ICE announced on Friday that it has contracted with the top license plate recognition database so it can begin actively scanning license plates in search of undocumented immigrants. According to KIRO 7, the scanners will connect to a national license plate database and the information will be cross-checked with a database of undocumented immigrants.

Agents will be allowed to scan license plates to see who owns a vehicle, and if that person’s name comes up as undocumented, agents can move in and possibly make an arrest. This latest move is another in a series of steps aimed at capturing as many immigrants as possible. The new ICE operation also has the potential to compromise the safety of some so-called sanctuary cities that use the same database, such as Seattle, Washington.

Additionally, local police departments are being ordered in several states to cooperate with federal agents, despite the Trump administration’s failed efforts to nationalize local police to assist with immigration enforcement.

Federal courts have struck down key components used to force police in sanctuary cities to act as immigration agents. The courts ruled that Trump’s executive order to withhold funding from cities who refuse to help ICE was unconstitutional.

Police ordered to cooperate with immigration agents in some states
  Mario Tama / Getty Images

However, the rulings still allow individual states to compel law enforcement agencies to cooperate with Trump’s agenda. According to the Guardian, 29 states are considering banning sanctuary cities altogether.

Texas recently enacted a law that not only orders police to act as immigration officers but also threatens officers with criminal charges if they refuse.

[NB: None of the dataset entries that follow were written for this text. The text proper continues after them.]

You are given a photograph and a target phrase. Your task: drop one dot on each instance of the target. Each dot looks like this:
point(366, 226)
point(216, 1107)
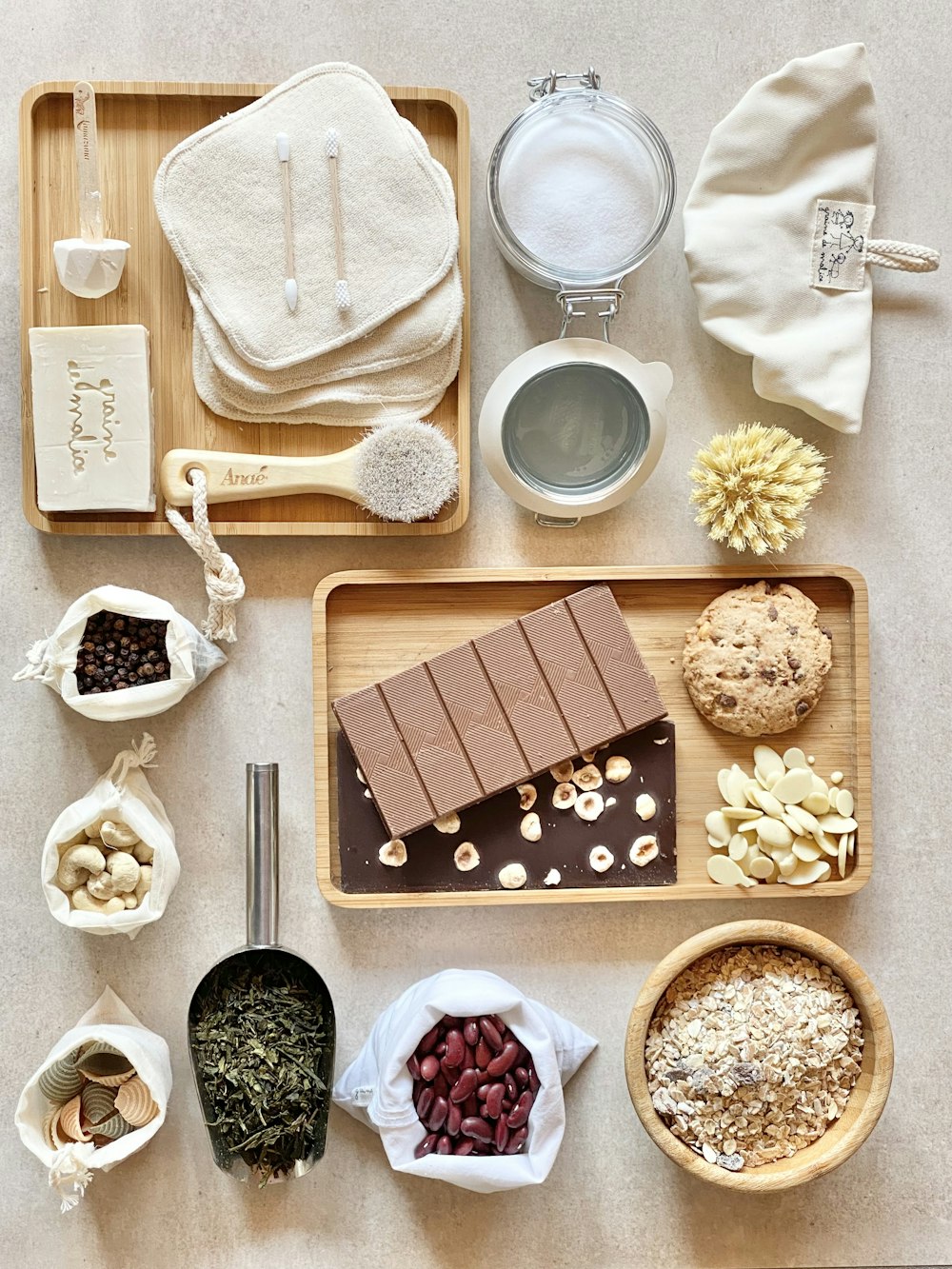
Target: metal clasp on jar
point(608, 300)
point(543, 85)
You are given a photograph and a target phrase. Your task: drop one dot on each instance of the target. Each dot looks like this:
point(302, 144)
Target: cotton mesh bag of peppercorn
point(471, 1016)
point(121, 654)
point(109, 861)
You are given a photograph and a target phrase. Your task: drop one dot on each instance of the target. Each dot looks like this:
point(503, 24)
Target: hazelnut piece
point(589, 806)
point(392, 853)
point(588, 778)
point(531, 826)
point(466, 857)
point(601, 860)
point(617, 769)
point(644, 850)
point(512, 877)
point(564, 796)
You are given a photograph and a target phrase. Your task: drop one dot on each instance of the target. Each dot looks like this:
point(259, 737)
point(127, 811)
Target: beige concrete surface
point(612, 1200)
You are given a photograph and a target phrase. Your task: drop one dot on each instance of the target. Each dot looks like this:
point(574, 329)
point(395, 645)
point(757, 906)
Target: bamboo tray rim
point(79, 525)
point(860, 696)
point(844, 1138)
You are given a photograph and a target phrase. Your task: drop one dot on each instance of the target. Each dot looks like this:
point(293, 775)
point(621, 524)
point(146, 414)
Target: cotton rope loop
point(906, 256)
point(223, 580)
point(140, 755)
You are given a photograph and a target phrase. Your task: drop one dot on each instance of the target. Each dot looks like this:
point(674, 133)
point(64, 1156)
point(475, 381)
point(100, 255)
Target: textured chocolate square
point(498, 709)
point(624, 673)
point(479, 719)
point(430, 740)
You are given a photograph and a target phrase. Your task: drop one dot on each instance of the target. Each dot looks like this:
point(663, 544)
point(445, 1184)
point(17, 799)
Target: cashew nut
point(145, 882)
point(78, 863)
point(120, 835)
point(86, 902)
point(102, 887)
point(124, 872)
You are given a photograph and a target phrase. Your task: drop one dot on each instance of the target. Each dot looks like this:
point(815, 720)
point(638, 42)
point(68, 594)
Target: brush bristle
point(407, 471)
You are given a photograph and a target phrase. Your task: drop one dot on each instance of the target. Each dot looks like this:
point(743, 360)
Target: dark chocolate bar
point(499, 709)
point(493, 827)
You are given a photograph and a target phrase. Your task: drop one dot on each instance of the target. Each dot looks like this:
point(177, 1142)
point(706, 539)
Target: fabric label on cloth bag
point(841, 236)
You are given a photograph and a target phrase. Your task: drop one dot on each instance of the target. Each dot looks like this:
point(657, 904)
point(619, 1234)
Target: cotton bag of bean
point(109, 862)
point(187, 658)
point(71, 1166)
point(377, 1086)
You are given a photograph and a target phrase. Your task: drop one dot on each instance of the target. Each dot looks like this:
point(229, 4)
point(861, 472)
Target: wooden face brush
point(400, 471)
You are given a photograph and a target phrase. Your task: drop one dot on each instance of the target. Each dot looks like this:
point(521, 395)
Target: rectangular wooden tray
point(371, 625)
point(139, 125)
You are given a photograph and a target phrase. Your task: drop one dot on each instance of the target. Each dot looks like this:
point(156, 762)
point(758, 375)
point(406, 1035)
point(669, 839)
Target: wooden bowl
point(866, 1101)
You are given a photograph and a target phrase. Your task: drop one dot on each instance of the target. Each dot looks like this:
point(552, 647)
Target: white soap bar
point(91, 419)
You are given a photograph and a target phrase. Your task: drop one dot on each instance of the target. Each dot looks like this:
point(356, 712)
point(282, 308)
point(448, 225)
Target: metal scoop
point(262, 876)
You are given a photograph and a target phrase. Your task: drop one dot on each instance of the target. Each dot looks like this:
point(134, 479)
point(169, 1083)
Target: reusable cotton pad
point(220, 202)
point(777, 233)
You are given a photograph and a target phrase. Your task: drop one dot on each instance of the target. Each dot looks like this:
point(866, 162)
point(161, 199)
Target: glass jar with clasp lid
point(581, 190)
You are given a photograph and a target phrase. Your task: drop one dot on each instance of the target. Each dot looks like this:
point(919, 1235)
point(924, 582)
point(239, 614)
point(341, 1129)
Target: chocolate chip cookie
point(757, 660)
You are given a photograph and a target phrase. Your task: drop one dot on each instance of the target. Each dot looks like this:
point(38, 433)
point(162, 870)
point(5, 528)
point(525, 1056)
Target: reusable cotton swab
point(342, 292)
point(289, 281)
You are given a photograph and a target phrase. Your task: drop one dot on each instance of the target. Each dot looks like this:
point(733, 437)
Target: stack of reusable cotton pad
point(366, 201)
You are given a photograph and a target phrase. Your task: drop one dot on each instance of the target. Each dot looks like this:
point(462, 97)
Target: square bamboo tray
point(139, 125)
point(372, 625)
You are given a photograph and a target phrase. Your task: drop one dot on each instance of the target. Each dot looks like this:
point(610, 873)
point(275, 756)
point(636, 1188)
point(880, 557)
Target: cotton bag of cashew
point(379, 1089)
point(109, 1027)
point(109, 862)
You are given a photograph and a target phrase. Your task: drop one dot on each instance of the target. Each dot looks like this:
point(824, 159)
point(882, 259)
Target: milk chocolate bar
point(499, 709)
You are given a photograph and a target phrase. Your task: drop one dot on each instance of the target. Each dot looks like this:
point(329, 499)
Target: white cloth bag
point(124, 793)
point(377, 1088)
point(192, 656)
point(777, 233)
point(71, 1168)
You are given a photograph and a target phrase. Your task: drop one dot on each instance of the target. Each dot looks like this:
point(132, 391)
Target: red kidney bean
point(426, 1146)
point(494, 1101)
point(521, 1111)
point(455, 1117)
point(428, 1041)
point(465, 1085)
point(502, 1136)
point(517, 1140)
point(505, 1060)
point(438, 1115)
point(491, 1035)
point(456, 1048)
point(425, 1103)
point(478, 1128)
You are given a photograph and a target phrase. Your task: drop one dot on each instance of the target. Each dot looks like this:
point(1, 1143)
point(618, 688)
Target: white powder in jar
point(579, 190)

Since Trump took office, there has been a systematic uptick in immigration enforcement, with some actions raising concerns among civil liberties activists.

Recent sweeps throughout the country have left many undocumented immigrants unsure about their futures, with many afraid to go to school and work. And now, that fear has extended to being able to drive from one place to another.

For example, last March, a few months after Trump took office, agents of ICE appeared at the Chicago home of a 32-year-old Guatemalan native named Wilmer Catalan-Ramirez. Agents allegedly asked Catalan-Ramirez’s wife, Adame, where the family’s guns and drugs were. Authorities suspected Catalan-Ramirez was involved in gang activity, an allegation he and his wife vehemently denied.

According to the Intercept, things subsequently took a terrible turn when ICE agents allegedly wrestled the partially-paralyzed Catalan-Ramirez to the floor before placing him in handcuffs and transporting him to a detention facility.

The entire incident took place in front of his horrified wife and children. Video provided to the Intercept shows a shirtless and barefoot Catalan-Ramirez being led away in handcuffs, while his shaken wife begs in Spanish for the agents to have mercy on him.

Catalan-Ramirez’s children can also be heard crying as their father is taken away. Catalan-Ramirez is one of tens of thousands of undocumented people who are now in fear of receiving that same kind of knock on their doors.

Demonstrators protest Trump immigration policy across the nation
  Jose Luis Magana / AP Images

Another incident involved ICE agents who showed up unannounced at a Brooklyn, New York, courthouse to make an arrest. The agents reportedly came dressed in civilian clothes and refused to identify themselves as federal agents.

Witnesses said that the six agents could have easily been mistaken for kidnappers when they jumped from an unmarked van, wearing jeans and t-shirts, and grabbed a man who was due to appear in court that day.

Cameron Mease, a senior staff attorney with Brooklyn Defender Services, told Slate that when he asked the men to identify themselves, they refused.

Mease, apparently taken aback by the brazenness of the plainclothes agents, dubbed them “secret police” because the men were literally acting in that capacity, according to Mease.

“In a free society, a law enforcement officer should state clearly that he or she represents the state.”